Facebook has revealed that it has some 83 million fake accounts on its site, almost 10 per cent of its user base, in a new filing with the Securities and Exchange Commission (SEC).
The 10-Q filing reveals that the firm is aware of a large portion of accounts plaguing the site that shouldn't be there, with 4.8 per cent of users owning "duplicate accounts", which is not allowed under the terms and conditions of the service.
Beyond that, there are around 2.4 per cent of "user-misclassified accounts", where users have created "personal profiles for a business, organisation, or non-human entity such as a pet", which are meant to be hosted under its Pages section.

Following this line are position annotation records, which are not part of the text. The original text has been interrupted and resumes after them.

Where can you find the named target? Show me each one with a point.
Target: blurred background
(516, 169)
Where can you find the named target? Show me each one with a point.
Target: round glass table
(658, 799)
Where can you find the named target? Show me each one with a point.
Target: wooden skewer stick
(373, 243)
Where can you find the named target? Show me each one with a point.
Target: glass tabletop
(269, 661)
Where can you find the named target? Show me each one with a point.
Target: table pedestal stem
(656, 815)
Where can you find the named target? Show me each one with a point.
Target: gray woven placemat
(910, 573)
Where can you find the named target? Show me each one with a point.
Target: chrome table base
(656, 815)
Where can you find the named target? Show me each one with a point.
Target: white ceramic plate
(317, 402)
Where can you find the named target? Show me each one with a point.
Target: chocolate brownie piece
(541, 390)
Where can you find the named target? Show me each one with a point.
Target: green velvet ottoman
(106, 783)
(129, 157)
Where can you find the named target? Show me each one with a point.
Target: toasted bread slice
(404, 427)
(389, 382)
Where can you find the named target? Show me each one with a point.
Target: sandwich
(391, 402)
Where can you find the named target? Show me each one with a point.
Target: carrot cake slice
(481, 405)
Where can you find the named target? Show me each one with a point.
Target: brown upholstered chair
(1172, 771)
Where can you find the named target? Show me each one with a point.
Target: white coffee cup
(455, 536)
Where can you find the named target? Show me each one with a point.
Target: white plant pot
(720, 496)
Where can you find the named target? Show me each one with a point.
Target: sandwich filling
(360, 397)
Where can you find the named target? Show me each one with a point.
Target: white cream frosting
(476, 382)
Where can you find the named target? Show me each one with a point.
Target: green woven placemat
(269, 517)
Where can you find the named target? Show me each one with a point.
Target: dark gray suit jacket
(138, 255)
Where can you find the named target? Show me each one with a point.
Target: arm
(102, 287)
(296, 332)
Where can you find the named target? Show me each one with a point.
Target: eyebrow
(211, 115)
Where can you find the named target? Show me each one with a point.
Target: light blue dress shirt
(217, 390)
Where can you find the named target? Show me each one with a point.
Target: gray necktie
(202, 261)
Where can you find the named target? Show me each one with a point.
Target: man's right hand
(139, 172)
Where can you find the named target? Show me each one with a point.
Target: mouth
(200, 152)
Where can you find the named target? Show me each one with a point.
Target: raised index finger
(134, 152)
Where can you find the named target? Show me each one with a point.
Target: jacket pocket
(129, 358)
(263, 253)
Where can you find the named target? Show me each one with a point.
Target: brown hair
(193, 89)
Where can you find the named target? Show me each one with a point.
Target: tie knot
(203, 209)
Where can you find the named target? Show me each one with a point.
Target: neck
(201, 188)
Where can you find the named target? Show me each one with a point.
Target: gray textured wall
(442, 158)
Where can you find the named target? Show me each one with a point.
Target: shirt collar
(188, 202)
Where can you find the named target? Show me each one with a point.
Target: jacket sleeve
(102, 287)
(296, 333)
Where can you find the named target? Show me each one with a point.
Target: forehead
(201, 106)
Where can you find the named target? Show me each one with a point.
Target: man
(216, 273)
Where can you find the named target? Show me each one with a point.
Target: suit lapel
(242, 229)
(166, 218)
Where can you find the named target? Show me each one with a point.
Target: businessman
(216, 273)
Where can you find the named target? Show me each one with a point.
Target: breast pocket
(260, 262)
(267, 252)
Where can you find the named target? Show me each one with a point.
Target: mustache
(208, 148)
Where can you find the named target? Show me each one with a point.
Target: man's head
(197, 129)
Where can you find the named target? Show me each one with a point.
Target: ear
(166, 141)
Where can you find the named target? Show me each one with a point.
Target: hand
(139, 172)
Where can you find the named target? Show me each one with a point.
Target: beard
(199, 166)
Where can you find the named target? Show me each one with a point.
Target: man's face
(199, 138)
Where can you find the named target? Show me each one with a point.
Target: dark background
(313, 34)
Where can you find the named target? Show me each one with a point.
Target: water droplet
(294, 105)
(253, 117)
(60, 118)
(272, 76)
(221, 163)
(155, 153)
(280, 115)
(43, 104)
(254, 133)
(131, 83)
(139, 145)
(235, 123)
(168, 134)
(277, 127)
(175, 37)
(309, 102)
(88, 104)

Lastly, some 1.5 per cent of users, around 10 million accounts, are "undesirable", which refers to user profiles that "are intended to be used for purposes that violate our terms of service, such as spamming", the firm explains in the filing.
Adding these percentages up and applying them to the last reported user base of 901 million means there are around 83 million fake accounts in total on the site.
The revelations are yet more bad news for the firm, as it attempts to improve advertising revenues and grow its share price after a disappointing flotation on the stock market in May.
The report comes a week after the firm posted its first public earnings, which revealed a loss of $157m for the quarter, sending its share price plummeting by almost 10 per cent to its lowest price since it hit the market in May.
The firm's share price is now teetering on the edge of the $20 mark, almost half its flotation value of $38.